En declaraciones a los medios este viernes en una visita a la UCI del Complexo Hospitalario Universitario de Ourense (CHUO), Alfonso Rueda ha destacado que la "hoja de ruta" de su ejecutivo con este proyecto "era clara".

Alfonso Rueda, en el Hospital de Ourense.
Alfonso Rueda, en el Hospital de Ourense.

Pontón llama a la movilización

La portavoz nacional del BNG, Ana Pontón, ha calificado de "bomba ambiental" el proyecto de Altri ha anunciado una batalla "política, social e legal" para frenarlo.
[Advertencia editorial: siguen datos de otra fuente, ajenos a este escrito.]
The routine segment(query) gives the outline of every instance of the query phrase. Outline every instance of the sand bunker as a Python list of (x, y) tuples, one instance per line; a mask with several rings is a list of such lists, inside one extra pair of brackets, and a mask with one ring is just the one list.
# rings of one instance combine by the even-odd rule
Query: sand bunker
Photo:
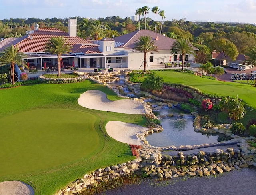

Pontón considera que la Xunta ha consumado una "traición a Galicia" al anteponer los intereses de la empresa a los de la comunidad, poniendo en riesgo "8.000 puestos de trabajo" y el desarrollo económico de la zona

El BNG llama a la ciudadanía a movilizarse contra la "macrocelulosa contaminante" y ha instado al Gobierno central a no conceder los 250 millones de euros en fondos europeos que necesita la planta. Pontón ha comparado el impacto ambiental del proyecto con el desastre del Prestige y ha rechazado lo que considera una imposición de un "modelo industrial del Franquismo".

Besteiro afirma que la resolución "no despeja" las dudas

El secretario xeral del PSdeG, José Ramón Gómez Besteiro, considera que la resolución de la Xunta "no despeja" las dudas sobre el proyecto "no sólo en el aspecto ambiental, sino también en el social y económico".

Para Besteiro, destinar la mencionada cantidad de fondos públicos sería una "irresponsabilidad absoluta", ya que podría "hipotecar recursos fundamentales para Galicia".

El secretario xeral se preguntó si Galicia puede permitirse destinar tal suma a una empresa que no garantiza un futuro solvente, además de criticar la "rapidez" con la que la Xunta aprobó los informes ambientales para que el proyecto avanzara, algo que considera "inusual" en comparación con otras iniciativas industriales.

El presidente de la Diputación de Lugo acepta el informe

El presidente socialista de la Diputación de Lugo, José Tomé, ha aceptado el informe de viabilidad ambiental de la Xunta, aunque ha planteado dudas sobre su viabilidad económica, tanto al gobierno autonómico como a la empresa.

"Siempre dije que aceptaría lo que dijeran los técnicos", señaló Tomé, quien aunque respeta los informes, aclaró que aún quedan "varias dudas por despejar".

El presidente expresó tres puntos de "inquietud", destacando que el proyecto es "menos social de lo que se dijo", ya que el empleo será inferior al prometido y, por ende, sus beneficios sociales también lo serán.